This article also appears at https://www.linkedin.com/pulse/problem-solid-state-storage-suggested-solution-martin-houston so if you are on linked-in you can choose to comment there instead..
There are several computers inside an Ocado Warehouse robot, each controlling some aspect of the operation. The single ARM CPU Linux based computer within each robot I was working on had two jobs, one to manage the in situ upgrading and if needed downgrading (change back-out) for the firmware on the other control computers. This was only occasionally used so the relatively meagre performance of the hardware was not an issue. The other role was considerably more demanding. That of collecting all the low level debug information logs from the rest of the robot and delivering them for analysis when uploaded every time the robot docked for battery charging. While working out on the warehouse grid the robots were controlled by WiFi signals but there was not enough bandwidth available to send back a fire-hose of detailed status & debug information in real time. While the robots were under active development the volume of debug data grew and grew and the only place to put it until it could be uploaded was the micro SD card inside the control computer board. This micro SD card had a maximum write speed of about 10MB/s. Having spent several months looking after hundreds of computers behaving in this way I have a new respect for the reliability and longevity of standard consumer grade microSD cards but nothing was going to change the fact that they were too slow for the job of handling a potentially limitless appetite for debug information from developers trying to nail illusive problems.

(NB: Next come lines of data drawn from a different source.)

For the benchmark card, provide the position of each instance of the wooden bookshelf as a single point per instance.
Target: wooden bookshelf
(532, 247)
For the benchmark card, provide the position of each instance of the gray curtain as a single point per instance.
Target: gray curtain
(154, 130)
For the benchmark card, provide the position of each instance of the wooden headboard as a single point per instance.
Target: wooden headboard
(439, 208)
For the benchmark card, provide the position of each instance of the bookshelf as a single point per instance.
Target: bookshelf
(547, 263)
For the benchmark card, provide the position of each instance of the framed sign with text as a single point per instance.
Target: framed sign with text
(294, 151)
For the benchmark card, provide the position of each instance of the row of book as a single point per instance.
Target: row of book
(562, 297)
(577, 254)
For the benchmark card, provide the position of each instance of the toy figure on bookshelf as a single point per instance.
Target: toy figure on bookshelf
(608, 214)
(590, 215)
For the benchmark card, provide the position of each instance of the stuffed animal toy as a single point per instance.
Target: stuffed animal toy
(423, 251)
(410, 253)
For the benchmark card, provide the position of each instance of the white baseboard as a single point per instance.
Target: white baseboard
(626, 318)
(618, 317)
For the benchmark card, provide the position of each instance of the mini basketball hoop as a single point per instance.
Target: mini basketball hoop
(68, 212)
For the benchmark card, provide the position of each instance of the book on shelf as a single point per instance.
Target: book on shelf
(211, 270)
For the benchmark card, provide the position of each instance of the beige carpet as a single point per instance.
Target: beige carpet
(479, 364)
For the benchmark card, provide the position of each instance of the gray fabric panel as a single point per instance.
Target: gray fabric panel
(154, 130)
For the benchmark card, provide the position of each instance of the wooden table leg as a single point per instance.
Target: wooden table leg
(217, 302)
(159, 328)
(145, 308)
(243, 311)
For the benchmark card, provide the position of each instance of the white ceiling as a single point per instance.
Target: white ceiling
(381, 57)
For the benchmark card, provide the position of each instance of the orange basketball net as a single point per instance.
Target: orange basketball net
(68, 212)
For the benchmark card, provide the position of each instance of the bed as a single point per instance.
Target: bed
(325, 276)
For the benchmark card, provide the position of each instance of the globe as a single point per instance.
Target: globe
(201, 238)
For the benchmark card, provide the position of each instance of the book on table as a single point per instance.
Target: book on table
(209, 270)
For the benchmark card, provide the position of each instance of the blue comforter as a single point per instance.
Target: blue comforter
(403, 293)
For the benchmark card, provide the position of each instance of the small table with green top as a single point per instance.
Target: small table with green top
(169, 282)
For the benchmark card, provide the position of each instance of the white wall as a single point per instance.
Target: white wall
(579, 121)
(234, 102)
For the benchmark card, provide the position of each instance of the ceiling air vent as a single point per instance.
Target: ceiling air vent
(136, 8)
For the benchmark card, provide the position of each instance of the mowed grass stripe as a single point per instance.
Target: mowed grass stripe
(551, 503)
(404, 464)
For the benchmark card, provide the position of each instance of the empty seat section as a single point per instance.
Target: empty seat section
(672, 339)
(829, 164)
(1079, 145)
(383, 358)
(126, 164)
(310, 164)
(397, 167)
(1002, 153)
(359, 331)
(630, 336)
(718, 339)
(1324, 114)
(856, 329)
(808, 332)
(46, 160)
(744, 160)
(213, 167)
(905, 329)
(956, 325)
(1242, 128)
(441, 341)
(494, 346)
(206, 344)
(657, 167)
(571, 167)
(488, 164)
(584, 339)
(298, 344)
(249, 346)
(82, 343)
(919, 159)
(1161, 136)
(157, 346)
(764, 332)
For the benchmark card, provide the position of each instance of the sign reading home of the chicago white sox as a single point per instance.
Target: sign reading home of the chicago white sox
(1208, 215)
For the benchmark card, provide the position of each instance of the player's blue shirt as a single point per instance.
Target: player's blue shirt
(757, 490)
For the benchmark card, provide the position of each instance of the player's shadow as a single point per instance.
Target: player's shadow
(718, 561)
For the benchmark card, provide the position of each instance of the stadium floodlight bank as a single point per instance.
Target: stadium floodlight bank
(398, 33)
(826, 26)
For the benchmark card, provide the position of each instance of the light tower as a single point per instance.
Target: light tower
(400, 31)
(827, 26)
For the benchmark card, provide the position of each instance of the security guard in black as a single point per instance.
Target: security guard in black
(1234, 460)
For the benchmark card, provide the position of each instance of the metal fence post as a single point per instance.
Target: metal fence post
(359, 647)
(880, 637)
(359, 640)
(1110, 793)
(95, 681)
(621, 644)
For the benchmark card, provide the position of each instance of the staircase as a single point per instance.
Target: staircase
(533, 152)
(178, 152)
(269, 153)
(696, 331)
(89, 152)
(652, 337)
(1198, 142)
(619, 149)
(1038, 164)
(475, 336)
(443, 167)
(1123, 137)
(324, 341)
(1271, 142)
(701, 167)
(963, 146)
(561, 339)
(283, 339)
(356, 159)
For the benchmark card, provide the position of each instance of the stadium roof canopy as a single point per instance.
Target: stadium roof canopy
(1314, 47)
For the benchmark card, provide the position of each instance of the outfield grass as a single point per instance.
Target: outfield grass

Writing the logs to memory was much, much faster than to SD card but the control computer had only been specified with 512MB of RAM, as it was never envisaged that such a large volume of data would need to be collected during robot development. I did some research and found that with the fallocate system call it is also possible to punch holes in a file at the beginning as well as the usual file truncation action of freeing blocks at the end. What you are left with is a ‘sparse’ file where sections that have nothing stored on disk read as full of nulls. I found that if you truncate the beginning of a log file the processes writing that file simply do not care. It is still possible to append and also to ‘tail’ the file to read back the most recent contents. The file can grow and grow to whatever the size limit is of the underlying file-system but only occupy a small amount of actual space. This discovery allowed me to collect logs into ram-disk instead of direct to the slow SD card. I used inotify system calls to watch a whole tree of log files being written alerting a process which collected all but the last few KB of each file and produced a compressed multiplexed version of all of them. The actions of compressing and multiplexing increased the effective write rate of the SD card enough to cope with much higher rates of logging activity, in effect kicking the can far enough down the road that the developers could have what logging they liked. The way SD cards work is that if 4MB of data is all written at once in a single file stream the write is much more efficient as that is the size of the erase block in the SD technology. I thought I had a prefect solution! However when fully stress tested I found it was missing one component, and one that would be non trivial to write.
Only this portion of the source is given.